Known issues

Compatibility with Alpine Linux¶

Alpine Linux is incompatible with some hooks, causing errors when used with Slurm. For example,

EDF: alpine.toml

image = "alpine:3.19"

Command-line

$ srun -lN1 --environment=alpine echo "abc"
0: slurmstepd: error: pyxis: container start failed with error code: 1
0: slurmstepd: error: pyxis: printing enroot log file:
0: slurmstepd: error: pyxis:     [ERROR] Failed to refresh the dynamic linker cache
0: slurmstepd: error: pyxis:     [ERROR] /etc/enroot/hooks.d/87-slurm.sh exited with return code 1
0: slurmstepd: error: pyxis: couldn't start container
0: slurmstepd: error: spank: required plugin spank_pyxis.so: task_init() failed with rc=-1
0: slurmstepd: error: Failed to invoke spank plugin stack

This is because some hooks (e.g., Slurm and CXI hooks) leverage ldconfig (from Glibc) when they bind-mount host libraries inside containers; since Alpine Linux provides an alternative ldconfig (from Musl Libc), it does not work as intended by hooks.
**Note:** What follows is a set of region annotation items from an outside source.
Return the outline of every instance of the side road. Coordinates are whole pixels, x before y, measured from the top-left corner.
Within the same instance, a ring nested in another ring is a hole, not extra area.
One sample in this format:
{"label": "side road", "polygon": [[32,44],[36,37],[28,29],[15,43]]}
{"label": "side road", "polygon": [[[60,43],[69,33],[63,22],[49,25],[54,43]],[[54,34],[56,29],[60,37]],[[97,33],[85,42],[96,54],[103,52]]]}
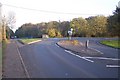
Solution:
{"label": "side road", "polygon": [[3,78],[26,78],[15,40],[7,44],[5,54],[3,54]]}
{"label": "side road", "polygon": [[72,51],[77,55],[80,56],[102,56],[101,52],[91,49],[91,48],[86,48],[84,45],[71,45],[71,44],[67,44],[65,42],[59,41],[56,43],[58,46],[60,46],[61,48],[64,48],[66,50]]}

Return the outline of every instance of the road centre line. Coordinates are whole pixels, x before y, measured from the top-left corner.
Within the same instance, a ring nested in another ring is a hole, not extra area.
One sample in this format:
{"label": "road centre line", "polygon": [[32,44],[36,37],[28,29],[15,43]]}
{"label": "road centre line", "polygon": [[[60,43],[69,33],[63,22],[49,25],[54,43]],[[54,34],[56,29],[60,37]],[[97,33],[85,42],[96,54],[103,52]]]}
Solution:
{"label": "road centre line", "polygon": [[92,61],[92,60],[86,59],[85,57],[76,55],[76,54],[72,53],[71,51],[65,50],[65,52],[70,53],[70,54],[72,54],[72,55],[74,55],[74,56],[76,56],[76,57],[79,57],[79,58],[81,58],[81,59],[84,59],[84,60],[86,60],[86,61],[94,62],[94,61]]}
{"label": "road centre line", "polygon": [[93,50],[99,52],[100,54],[104,54],[104,53],[102,53],[101,51],[99,51],[99,50],[97,50],[97,49],[94,49],[94,48],[91,48],[91,47],[88,47],[88,48],[93,49]]}
{"label": "road centre line", "polygon": [[106,67],[108,67],[108,68],[119,68],[120,66],[119,65],[106,65]]}
{"label": "road centre line", "polygon": [[85,58],[90,58],[90,59],[106,59],[106,60],[120,60],[116,58],[106,58],[106,57],[85,57]]}
{"label": "road centre line", "polygon": [[30,78],[30,75],[29,75],[28,70],[27,70],[27,68],[26,68],[26,66],[25,66],[25,63],[24,63],[24,61],[23,61],[23,58],[22,58],[22,56],[21,56],[21,54],[20,54],[20,52],[19,52],[18,45],[16,45],[16,47],[17,47],[17,52],[18,52],[18,55],[19,55],[19,57],[20,57],[21,63],[22,63],[22,65],[23,65],[23,67],[24,67],[25,74],[26,74],[27,78]]}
As a workaround, users may disable problematic hooks. For example,

EDF: alpine_workaround.toml

image = "alpine:3.19"

[annotations]
com.hooks.cxi.enabled = "false"

[env]
ENROOT_SLURM_HOOK = "0"

Command-line

$ srun -lN1 --environment=alpine_workaround echo "abc"
abc

Notice the section [annotations] disabling Slurm and CXI hooks.
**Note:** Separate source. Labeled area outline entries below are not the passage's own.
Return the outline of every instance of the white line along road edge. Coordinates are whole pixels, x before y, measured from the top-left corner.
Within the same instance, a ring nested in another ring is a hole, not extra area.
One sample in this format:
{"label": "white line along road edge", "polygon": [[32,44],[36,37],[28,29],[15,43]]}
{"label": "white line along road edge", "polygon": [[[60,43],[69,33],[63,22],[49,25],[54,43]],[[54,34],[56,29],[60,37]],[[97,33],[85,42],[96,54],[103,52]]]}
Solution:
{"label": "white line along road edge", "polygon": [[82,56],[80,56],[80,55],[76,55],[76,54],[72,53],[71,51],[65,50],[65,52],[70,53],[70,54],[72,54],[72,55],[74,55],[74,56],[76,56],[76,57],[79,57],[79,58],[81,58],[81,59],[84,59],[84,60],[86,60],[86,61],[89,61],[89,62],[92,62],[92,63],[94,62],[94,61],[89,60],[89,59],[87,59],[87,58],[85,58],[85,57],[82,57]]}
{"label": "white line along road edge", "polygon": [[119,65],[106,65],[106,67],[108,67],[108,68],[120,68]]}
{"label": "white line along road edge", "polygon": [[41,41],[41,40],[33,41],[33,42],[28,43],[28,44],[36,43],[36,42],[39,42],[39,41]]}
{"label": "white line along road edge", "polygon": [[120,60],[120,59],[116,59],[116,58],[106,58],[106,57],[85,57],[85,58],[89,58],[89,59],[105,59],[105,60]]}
Using NCCL from remote SSH terminals¶

We are aware of an issue when enabling both the AWS OFI NCCL hook and the SSH hook, and launching programs using NCCL from Bash sessions connected via SSH. The issue manifests with messages reporting Error: network 'AWS Libfabric' not found.

In addition to setting up a server for remote connections, the SSH hook also performs actions intended to improve the user experience. One of these is creating a script to be loaded by Bash in order to propagate the container job environment variables when connecting through SSH. The script is translating the value of the NCCL_NET variable as "'AWS Libfabric'", that is with additional quotes compared to the original value set by the AWS OFI NCCL hook. The quoted string induces NCCL to look for a network which is not defined, resulting in the unrecoverable error mentioned earlier.

As a workaround, resetting the NCCL_NET variable to the correct value is effective in allowing NCCL to use the AWS OFI plugin and access the Slingshot network, e.g. export NCCL_NET="AWS Libfabric".

Mounting home directories when using the SSH hook¶

Mounting individual home directories (usually located on the /users filesystem) overrides the files created by the SSH hook in ${HOME}/.ssh, including the one which includes the authorized key entered in the EDF through the corresponding annotation. In other words, when using the SSH hook and bind mounting the user's own home folder or the whole /users, it is necessary to authorize manually the desired key.

It is generally NOT recommended to mount home folders inside containers, due to the risk of exposing personal data to programs inside the container. Defining a mount related to /users in the EDF should only be done when there is a specific reason to do so, and the container image being deployed is trusted.